I texted her sayin "I gotta brush my teethn then Im omw" maybe hint to do the same
So im at the gym and some guy has a tattoo of a hand doing the shocker... The douche bag bar has been raised yet again.
I just found out that AAA will pick you up if you're drunk for free if you're a member. How did I not know about this?
I apparently texted him "since you're taking time out to think about us. You probably need to think about me getting arrested right now."
Just found a 7-11 receipt for new years eve at 1:30 am apparently we felt the need to buy three jars of pickles and a gallon of milk does this ring any bells?
he couldnt get it up, so i stole his lighter. i needed to have some reason to say the night wasnt wasted
New plan for Halloween: you dress as Waldo, I'll dress as Carmen San Diego. We can just hide in a closet drinking till someone finds us.
I'm watching intervention which is getting me psyched for your birthday. Is that wrong?

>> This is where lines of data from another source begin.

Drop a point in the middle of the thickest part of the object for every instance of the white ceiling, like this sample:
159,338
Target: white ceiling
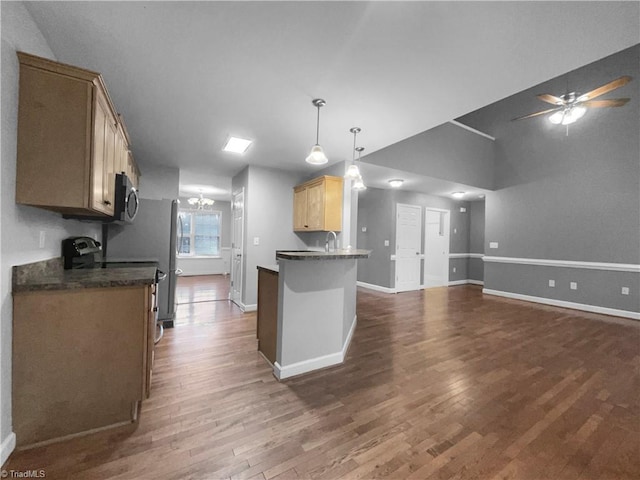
185,75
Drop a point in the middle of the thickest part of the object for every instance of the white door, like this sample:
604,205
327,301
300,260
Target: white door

My ex just sent me a message asking if she could blow me, but only if we get caught by her new bf. If she promises to swallow I'm doing it.
... I threw up in the shower this morning
You were "I'm not drunk" drunk.
I was feeling sad so bedroom vodka seemed like the best solution at the time.
Favor? Can you not wear as much glitter on your face this time? Walking in the house looking like a disco ball was enough embarrassment for the week 😒
Apparently when your theatre teacher asks who the best actor of our time is, Nicolas Cage is not the right answer.
To be fair I went my whole first week without showing up to work drunk!
I just sent a dick pic to a number on Craigslist, this may be my new low
On a scale of 1 to i should hide, how deep did i dig my grave?